Махнул рукой, прилег на диван и отдыхал до вечера. А когда выступили звезды, вышел на балкон…
ГЛАВА ЧЕТВЕРТАЯ
Город Электронного Дьявола
Итак, я вышел на балкон. Внизу, управляемый вычислительными машинами, шевелился бесконечный город. Змеились ярко освещенные эстакады и ленты, перекатывались разноцветные искры. В этом гигантском чреве копошились биллионы людей - одноликая армия стандартов. Сверху сквозь сонмище огней и паутину эстакад я пытался разглядеть их. Безуспешно - людей без остатка поглотили электронные джунгли.

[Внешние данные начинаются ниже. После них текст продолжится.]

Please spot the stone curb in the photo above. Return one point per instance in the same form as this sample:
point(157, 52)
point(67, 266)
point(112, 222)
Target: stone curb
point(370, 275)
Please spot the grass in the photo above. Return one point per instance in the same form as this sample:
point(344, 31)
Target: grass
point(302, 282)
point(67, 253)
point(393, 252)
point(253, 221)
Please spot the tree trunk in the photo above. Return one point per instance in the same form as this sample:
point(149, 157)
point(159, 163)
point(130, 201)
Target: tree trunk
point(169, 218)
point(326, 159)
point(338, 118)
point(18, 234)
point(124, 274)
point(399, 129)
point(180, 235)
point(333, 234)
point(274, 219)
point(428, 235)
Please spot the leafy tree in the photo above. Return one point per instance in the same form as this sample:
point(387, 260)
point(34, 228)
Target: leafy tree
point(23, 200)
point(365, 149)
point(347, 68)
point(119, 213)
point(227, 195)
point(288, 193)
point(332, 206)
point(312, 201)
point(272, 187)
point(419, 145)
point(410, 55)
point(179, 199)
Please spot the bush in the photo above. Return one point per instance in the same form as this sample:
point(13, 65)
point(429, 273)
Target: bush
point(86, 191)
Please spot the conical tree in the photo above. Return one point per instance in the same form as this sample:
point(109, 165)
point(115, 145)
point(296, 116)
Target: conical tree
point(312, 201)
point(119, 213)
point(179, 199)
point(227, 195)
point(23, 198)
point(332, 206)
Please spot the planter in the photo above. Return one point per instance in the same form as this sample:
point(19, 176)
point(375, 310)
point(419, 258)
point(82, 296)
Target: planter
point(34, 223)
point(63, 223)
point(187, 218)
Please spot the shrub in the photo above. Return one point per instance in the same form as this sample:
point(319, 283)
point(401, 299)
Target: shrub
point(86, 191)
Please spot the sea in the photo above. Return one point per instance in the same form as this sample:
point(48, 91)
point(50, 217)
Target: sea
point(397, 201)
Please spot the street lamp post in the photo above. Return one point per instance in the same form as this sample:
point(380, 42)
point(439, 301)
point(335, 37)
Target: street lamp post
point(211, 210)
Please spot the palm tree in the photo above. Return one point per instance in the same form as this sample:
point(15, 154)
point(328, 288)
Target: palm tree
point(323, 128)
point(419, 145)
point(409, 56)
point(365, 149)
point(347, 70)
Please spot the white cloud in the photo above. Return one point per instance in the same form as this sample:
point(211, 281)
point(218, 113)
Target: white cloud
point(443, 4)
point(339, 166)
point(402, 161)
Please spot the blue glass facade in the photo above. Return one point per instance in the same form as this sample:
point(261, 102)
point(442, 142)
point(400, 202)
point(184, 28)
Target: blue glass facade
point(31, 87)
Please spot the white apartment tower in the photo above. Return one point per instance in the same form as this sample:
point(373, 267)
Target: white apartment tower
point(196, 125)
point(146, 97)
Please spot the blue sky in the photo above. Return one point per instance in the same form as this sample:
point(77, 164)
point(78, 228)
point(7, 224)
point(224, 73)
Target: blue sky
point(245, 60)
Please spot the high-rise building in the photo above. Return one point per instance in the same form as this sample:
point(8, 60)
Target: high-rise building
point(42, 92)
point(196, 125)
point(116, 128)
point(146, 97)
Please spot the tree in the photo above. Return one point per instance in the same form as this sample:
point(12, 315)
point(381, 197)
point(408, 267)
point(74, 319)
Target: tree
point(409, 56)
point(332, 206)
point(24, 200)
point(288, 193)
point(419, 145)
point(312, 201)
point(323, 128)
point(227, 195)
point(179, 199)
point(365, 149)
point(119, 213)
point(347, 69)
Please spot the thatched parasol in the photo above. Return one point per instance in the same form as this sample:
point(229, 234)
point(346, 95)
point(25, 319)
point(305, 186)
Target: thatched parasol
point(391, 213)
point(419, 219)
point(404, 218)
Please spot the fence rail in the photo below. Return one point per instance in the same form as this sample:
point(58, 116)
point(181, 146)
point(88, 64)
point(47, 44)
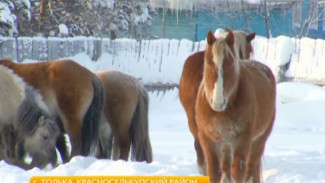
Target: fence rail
point(289, 58)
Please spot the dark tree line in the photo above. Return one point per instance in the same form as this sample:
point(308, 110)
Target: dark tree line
point(100, 18)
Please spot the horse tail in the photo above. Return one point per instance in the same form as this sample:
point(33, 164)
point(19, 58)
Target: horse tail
point(89, 129)
point(30, 111)
point(139, 130)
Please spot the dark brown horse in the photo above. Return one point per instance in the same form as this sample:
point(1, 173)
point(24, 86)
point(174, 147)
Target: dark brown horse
point(126, 111)
point(235, 110)
point(25, 123)
point(73, 95)
point(192, 77)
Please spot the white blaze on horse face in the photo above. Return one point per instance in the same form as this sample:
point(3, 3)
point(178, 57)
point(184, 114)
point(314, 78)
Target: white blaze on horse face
point(218, 101)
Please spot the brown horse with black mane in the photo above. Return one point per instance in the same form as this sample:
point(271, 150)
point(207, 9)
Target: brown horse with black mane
point(192, 77)
point(235, 111)
point(74, 96)
point(126, 112)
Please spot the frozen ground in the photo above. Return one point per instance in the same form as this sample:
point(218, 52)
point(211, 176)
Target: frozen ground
point(295, 151)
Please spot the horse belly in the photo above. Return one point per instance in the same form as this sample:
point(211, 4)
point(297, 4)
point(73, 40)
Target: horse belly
point(222, 131)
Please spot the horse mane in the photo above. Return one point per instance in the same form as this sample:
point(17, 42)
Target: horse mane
point(240, 43)
point(30, 112)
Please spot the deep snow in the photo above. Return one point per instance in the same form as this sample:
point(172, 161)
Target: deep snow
point(295, 151)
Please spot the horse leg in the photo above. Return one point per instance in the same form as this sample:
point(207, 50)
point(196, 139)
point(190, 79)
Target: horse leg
point(61, 145)
point(124, 145)
point(9, 141)
point(211, 157)
point(105, 139)
point(200, 157)
point(72, 126)
point(226, 164)
point(240, 155)
point(193, 128)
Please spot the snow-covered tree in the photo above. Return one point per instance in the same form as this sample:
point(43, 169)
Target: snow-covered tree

Я сел в глубокое кресло-качалку и, положив голову на мягкую ворсистую спинку, стал смотать на ночное небо. На минуту охватила радость: передо мной распахнулся иной мир - бесконечный простор Вселенной. Но странно - созвездия казались еще менее знакомыми, чем прошлой ночью…
- Хранитель Гриони! - послышался голос с соседнего балкона. - Что вы один скучаете? Заходите к нам.
На соседнем, балконе за круглым уютно освещенным столом сидели хозяйка и красивая молодая женщина лет двадцати пяти.
- Моя дочь Элора, - сказала хозяйка, когда я вошел.
Я слегка поклонится и назвал себя.
- О, вы очень старомодны. - По красиво очерченным полноватым губам Элоры скользнула надменная усмешка. Вообще в ее стройной фигуре, во всем ее облике было что-то аристократически высокомерное.